Les êtres vivants naissent, grandissent, vieillissent et meurent. La mort est un passage obligatoire pour toutes et tous, sauf dans le très beau roman de Socorro Acioli, paru chez Tropismes éditions. C’est une histoire de vie, de mort, de voyage, d’amour, de mer, de magie…Une plongée dans un récit aux airs de fable qui remue profondément.
Résumé
Dans la nuit portugaise, un couple s’affaire. Il creuse la terre. Un corps en sort doucement, mais un corps aux yeux hagards qui reprend sa respiration. C’est une jeune femme, nue, sans cheveux, mais qui semble bien vivante. Elle porte un collier de coquillages, c’est tout ce que l’on sait d’elle. Accueillie et choyée par Florice et Fernando, elle fait partie des Ressuscités. Florice fait cela depuis toujours, on lui donne un lieu et un jour et elle va les chercher. Son mari médecin l’assiste. C’est une pratique qui se transmet de génération en génération, et on lui a dit que cette fois-ci ce serait sa dernière.
A Almofala la jeune étrangère, renommée bientôt Aparecida, reprend doucement ses marques. On raconte que c’est une cousine éloignée qui a besoin de repos pour ne pas éveiller les soupçons. Les blessures profondes qui marquent son corps témoignent d’une mort violente. Elle ne se souvient de rien, il va lui falloir du temps. On suppose qu’elle vient d’un autre continent, et qu’elle a traversé les mers pour échapper à un grand danger. Ils resteront avec elle jusqu’à ce qu’elle soit de nouveau autonome, ils sont ses gardiens, ses veilleurs bienveillants.

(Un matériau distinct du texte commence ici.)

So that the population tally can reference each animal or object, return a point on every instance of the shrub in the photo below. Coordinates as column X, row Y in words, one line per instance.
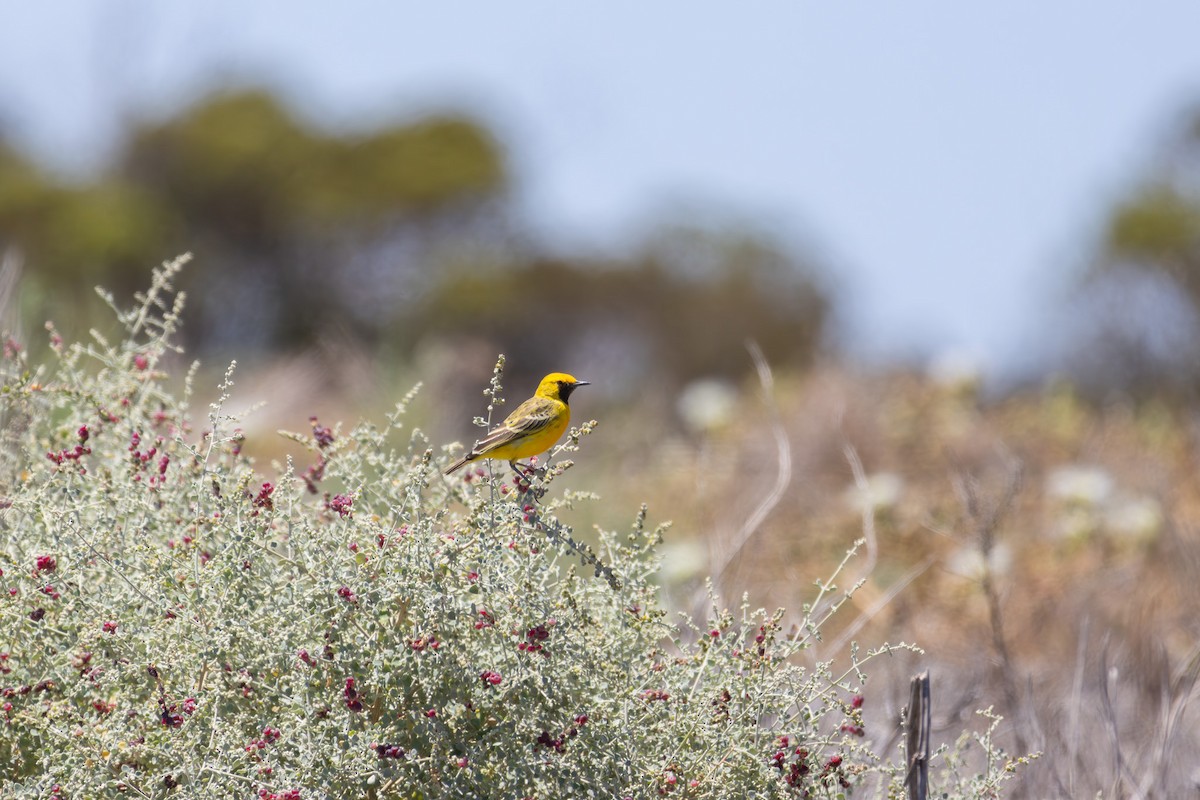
column 173, row 623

Seuls des rêves marins, remplis d’hippocampes et d’un amour visiblement perdu la hantent. A elle maintenant de retrouver la mémoire pour faire la paix avec son histoire.
Dans mon rêve, j’ai revu ses yeux de très près. Cette fois, il ne souriait pas. Une rivière s’écoulait derrière eux. L’eau nous séparait, et telle est notre vérité, une mer d’oubli s’étend entre nous.
Avis
Ce récit m’a beaucoup touchée par sa beauté et les images qu’il convoque. C’est une réflexion sur la vie, les secondes chances, mais aussi la liberté. Il se pare de réalisme magique pour mieux nous embarquer dans une réalité alternative plausible, où les savoirs des peuples autochtones sont magnifiés, et l’horreur de la colonisation dénoncée en filigrane. C’est aussi une belle histoire sur les liens, et l’amour profond qui lie deux êtres. Socorro Acioli a créé un univers onirique et intriguant, et des personnages auxquels on se lie. J’ai beaucoup aimé la douceur de sa plume traduite par Régis de Sà Moreira, une douceur aux envolées poétiques et humanistes.
Un grand grand merci aux éditions Tropismes de m’avoir permis de découvrir ce texte qui reste ancré en moi après la lecture, et m’a fait voyager bien au-delà des mes espérances.
Prière pour disparaître, Socorro Acioli. Tropismes éditions, 2024.